I did take a few photos of the things I remembered. In the middle of the photo above you can see the grand galleries of the concourse. The lit up clocks are familiar sights to lost travellers: they mark the information booth. There’s a strange nub of metal atop these clocks. Apparently it is meant to represent an acorn, and is a symbol the Vanderbilts had for themselves when Cornelius Vanderbilt had this structure constructed in 1913.
In this photo you can see all of Orion, facing Taurus, and below that Gemini and then Cancer. The view faces west, and shows one of the main problems with this painting. A commuter noticed this very soon after the Terminal was opened: north and south are correctly placed on the ceiling, but east and west are interchanged. The French artist Paul Helleu had made the drawings based on drawings by Johann Bayer in his 1603 book Uranometria. This is deemed to be correct. Apparently the switch was made inadvertently when J. Monroe Hewlett and painter Charles Basing transferred the design to the ceiling.

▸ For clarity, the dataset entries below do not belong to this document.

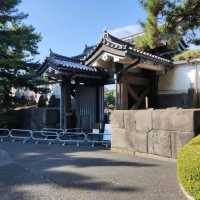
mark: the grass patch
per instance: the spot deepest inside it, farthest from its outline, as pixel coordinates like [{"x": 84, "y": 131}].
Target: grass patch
[{"x": 188, "y": 167}]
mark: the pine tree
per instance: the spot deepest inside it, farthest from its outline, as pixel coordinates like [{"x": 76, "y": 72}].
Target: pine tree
[
  {"x": 18, "y": 46},
  {"x": 170, "y": 20},
  {"x": 152, "y": 33}
]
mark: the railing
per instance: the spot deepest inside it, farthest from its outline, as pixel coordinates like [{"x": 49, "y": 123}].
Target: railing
[
  {"x": 69, "y": 137},
  {"x": 4, "y": 133},
  {"x": 51, "y": 135},
  {"x": 20, "y": 134},
  {"x": 44, "y": 136}
]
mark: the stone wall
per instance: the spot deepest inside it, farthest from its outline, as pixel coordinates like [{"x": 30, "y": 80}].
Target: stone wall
[{"x": 157, "y": 132}]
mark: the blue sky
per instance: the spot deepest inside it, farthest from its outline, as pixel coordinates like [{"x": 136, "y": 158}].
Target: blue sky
[{"x": 67, "y": 25}]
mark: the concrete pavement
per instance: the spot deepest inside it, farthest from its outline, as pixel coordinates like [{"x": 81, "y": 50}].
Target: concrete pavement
[{"x": 41, "y": 172}]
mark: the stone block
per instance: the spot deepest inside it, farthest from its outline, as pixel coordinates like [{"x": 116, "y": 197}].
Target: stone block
[
  {"x": 117, "y": 119},
  {"x": 123, "y": 139},
  {"x": 144, "y": 120},
  {"x": 129, "y": 119},
  {"x": 159, "y": 143},
  {"x": 182, "y": 120},
  {"x": 141, "y": 142},
  {"x": 161, "y": 119}
]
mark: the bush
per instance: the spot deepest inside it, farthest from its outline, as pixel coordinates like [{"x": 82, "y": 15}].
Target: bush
[{"x": 188, "y": 167}]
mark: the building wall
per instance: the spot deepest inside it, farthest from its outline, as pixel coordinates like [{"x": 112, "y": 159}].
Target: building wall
[
  {"x": 180, "y": 79},
  {"x": 176, "y": 86}
]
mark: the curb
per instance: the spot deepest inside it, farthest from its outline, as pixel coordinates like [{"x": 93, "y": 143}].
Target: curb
[
  {"x": 4, "y": 158},
  {"x": 185, "y": 193},
  {"x": 142, "y": 155}
]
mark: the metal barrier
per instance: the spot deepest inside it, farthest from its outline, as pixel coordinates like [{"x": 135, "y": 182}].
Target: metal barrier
[
  {"x": 48, "y": 136},
  {"x": 57, "y": 130},
  {"x": 98, "y": 138},
  {"x": 71, "y": 137},
  {"x": 4, "y": 133},
  {"x": 25, "y": 135}
]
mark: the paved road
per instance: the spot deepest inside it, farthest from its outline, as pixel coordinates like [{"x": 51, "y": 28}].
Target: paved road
[{"x": 41, "y": 172}]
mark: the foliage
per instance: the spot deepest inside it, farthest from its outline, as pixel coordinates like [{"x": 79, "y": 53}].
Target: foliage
[
  {"x": 170, "y": 21},
  {"x": 187, "y": 55},
  {"x": 110, "y": 98},
  {"x": 188, "y": 167},
  {"x": 18, "y": 46},
  {"x": 152, "y": 33}
]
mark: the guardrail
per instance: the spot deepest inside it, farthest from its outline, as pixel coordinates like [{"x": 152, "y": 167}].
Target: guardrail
[
  {"x": 72, "y": 137},
  {"x": 41, "y": 136},
  {"x": 51, "y": 135},
  {"x": 20, "y": 134},
  {"x": 4, "y": 133},
  {"x": 98, "y": 138}
]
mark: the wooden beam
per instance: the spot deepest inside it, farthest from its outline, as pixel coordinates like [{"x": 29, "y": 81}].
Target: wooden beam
[
  {"x": 141, "y": 98},
  {"x": 153, "y": 67},
  {"x": 134, "y": 80}
]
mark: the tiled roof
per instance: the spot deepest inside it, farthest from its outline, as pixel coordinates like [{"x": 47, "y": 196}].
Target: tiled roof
[
  {"x": 63, "y": 63},
  {"x": 119, "y": 44}
]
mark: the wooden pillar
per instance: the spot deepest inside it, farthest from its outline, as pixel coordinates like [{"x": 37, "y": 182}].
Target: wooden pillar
[
  {"x": 61, "y": 105},
  {"x": 65, "y": 104},
  {"x": 101, "y": 108}
]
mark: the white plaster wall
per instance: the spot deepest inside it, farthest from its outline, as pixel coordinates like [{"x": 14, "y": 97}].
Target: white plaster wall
[
  {"x": 55, "y": 90},
  {"x": 180, "y": 78}
]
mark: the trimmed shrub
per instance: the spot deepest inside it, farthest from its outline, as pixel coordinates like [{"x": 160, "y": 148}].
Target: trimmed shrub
[{"x": 188, "y": 167}]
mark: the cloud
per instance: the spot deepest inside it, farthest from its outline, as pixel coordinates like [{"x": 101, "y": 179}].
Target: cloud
[{"x": 126, "y": 31}]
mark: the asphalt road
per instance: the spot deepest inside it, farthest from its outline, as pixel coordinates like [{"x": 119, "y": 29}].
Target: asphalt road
[{"x": 42, "y": 172}]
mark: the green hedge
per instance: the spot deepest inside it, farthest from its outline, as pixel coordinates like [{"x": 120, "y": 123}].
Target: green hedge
[{"x": 188, "y": 167}]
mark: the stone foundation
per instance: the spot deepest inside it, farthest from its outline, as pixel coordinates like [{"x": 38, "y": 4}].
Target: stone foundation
[{"x": 157, "y": 132}]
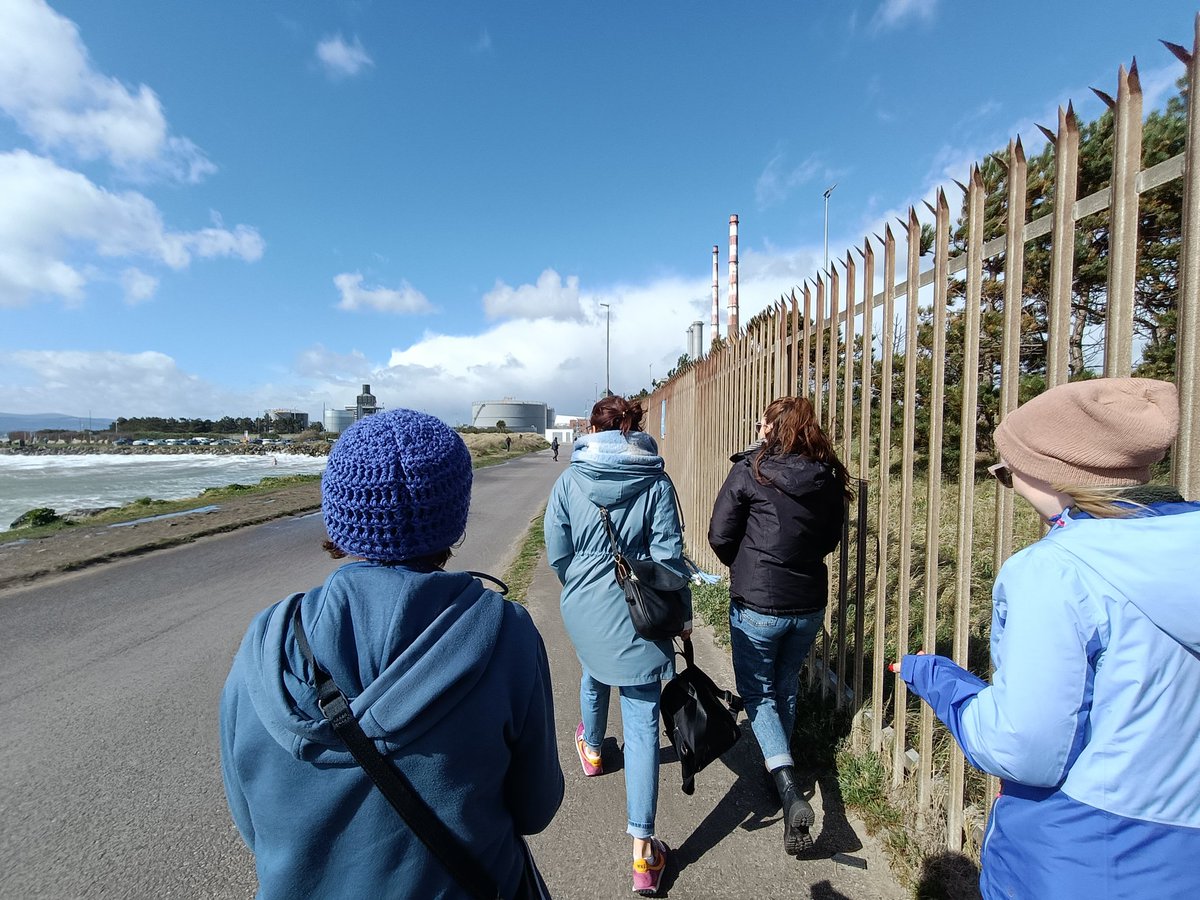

This painting was damaged by water seepage and was covered over in 1944 with asbestos boards on which a less elaborate picture was painted by Charles Gulbrandsen. At this stage a second triangle was added to Triangulum (you can see this in the photos, and puzzled me a bit before I read about it). Fifty years later this new painting was also darkened, largely by cigarette smoke rising from the concourse. A restoration of 1995 decided not to remove the boards because of a possible asbestos hazard, but cleaned them up.